Agro-industrialisation, tourism and mineral devt to expand Uganda’s economy

KAMPALA, June 14, 2024 – Uganda’s growth strategy for the 2024/2025 financial year is anchored on agro-industrialisation, tourism development, mineral development including oil and gas, and technology and innovation, the Minister of Finance, Planning and Economic Development, Matia Kasaija has said.

“These are the anchors that are going to propel Uganda to a US$ 500 billion economy in the next one-and-a-half decades,” said Kasaija while delivering the budget speech during a plenary sitting of Parliament presided over by Speaker, Anita Among, at Kololo Ceremonial grounds on Thursday.

Kasaija explained that to achieve a US$500bln economy, government must among others, double the size of the growth domestic product[GDP] every five years and raise per capita GDP six-fold from the current US$1,146 to about US$7,000 in the financial year 2039/2040.

Another strategy, according to Kasaija is doubling the level of savings in the economy from 20 percent of GDP to 40 percent in the year 2040, as well as raising the share of exports in GDP from 12 percent in 2022 to 50 percent.

The minister however said that the growth prospects face some risks that will need to be mitigated.

“These include; climate change affecting agricultural production and infrastructure, regional and global geopolitical tensions, high interest rates which constrain access to affordable debt and fluctuations in global commodity prices,” said Kasaija.

To minismise the effects of these risks, Kasaija said that government is implementing climate change adaptation measures, exploring cheaper sources of financing including climate finance and ensuring frugality in government expenditure.

Kasaija also outlined priority areas in support of the anchor sectors to drive rapid growth of the economy which include; investing in the citizenry through education, health and water, sanitation and hygiene, which have been allocated Shs 10.204trn in the coming financial year.

Other areas are peace and security which has been allocated Shs 9.107trn, and maintenance of roads as well as rehabilitation of the metre gauge railway and construction of the standard gauge railway, allocated Shs 4.989 trillion.

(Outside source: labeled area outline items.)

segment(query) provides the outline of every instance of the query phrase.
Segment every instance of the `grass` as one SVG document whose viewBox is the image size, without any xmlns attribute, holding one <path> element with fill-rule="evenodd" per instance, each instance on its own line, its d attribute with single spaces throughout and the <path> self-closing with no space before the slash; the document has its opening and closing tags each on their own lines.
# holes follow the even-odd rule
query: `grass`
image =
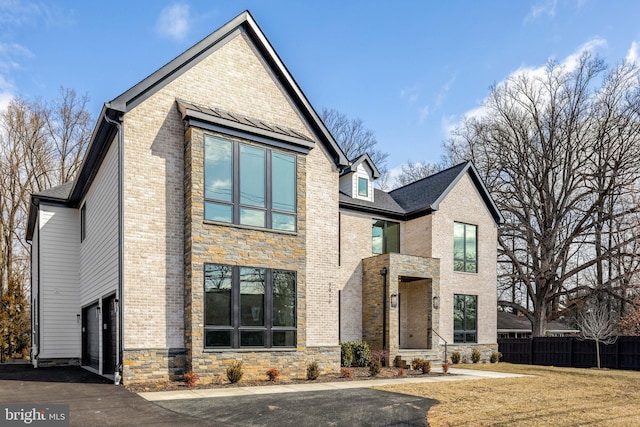
<svg viewBox="0 0 640 427">
<path fill-rule="evenodd" d="M 640 372 L 549 366 L 456 365 L 530 377 L 383 387 L 436 399 L 427 414 L 438 426 L 640 425 Z"/>
</svg>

Kasaija added, “Investing in wealth creation initiatives, including commercial agriculture, value addition, the Parish Development Model, Emyooga, Agriculture Credit Facility, tourism, science based research, youth skilling, export promotion programme, and GROW project, I have allocated Shs 2.641 trillion.”

He said that the guiding principles of the Shs 72.136trn 2024/2025 budget  included strengthening domestic revenue mobilisation, strengthening public finance management to ensure accountability and frugality, and avoiding misuse of public resources; and borrowing for only strategic high impact interventions.

He reiterated that domestic revenue collection is projected at Shs 31.982trn, wherein he called for reduced reliance on borrowing and external debts.

He said that as at the end of December 2023, Uganda’s debt stood at Shs 93.38trn, out of which Shs 55.37 was external debt.

“I call upon all of you colleagues and fellow Ugandans to render Uganda Revenue Authority and other revenue-collecting institutions the necessary support to mobilise the revenue required to meet its targets for financial year 2024/2025. We must raise more revenue,” said Kasaija.

He also made a reassurance that the economy has fully recovered from various shocks that have impacted it in the past four years, saying that GDP is projected to grow by 6 percent in the 2023/2024 financial year, compared to the 5.3 percent in the 2022/2023 financial year.

“As a result of this robust growth, the size of the economy is now estimated at Shs 202 trillion, up from Shs 184.3 trillion in nominal terms,” Kasaija said.

He added that it is projected that in the next financial year, Uganda’s GDP will further expand to Shs 225.5 trillion.

According to Kasaija, this growth will be driven by among other factors; increased oil and gas activities, growth in exports supported by the increase in regional trade, intra-Africa trade and harnessing existing and new partners in the Middle East and Asia.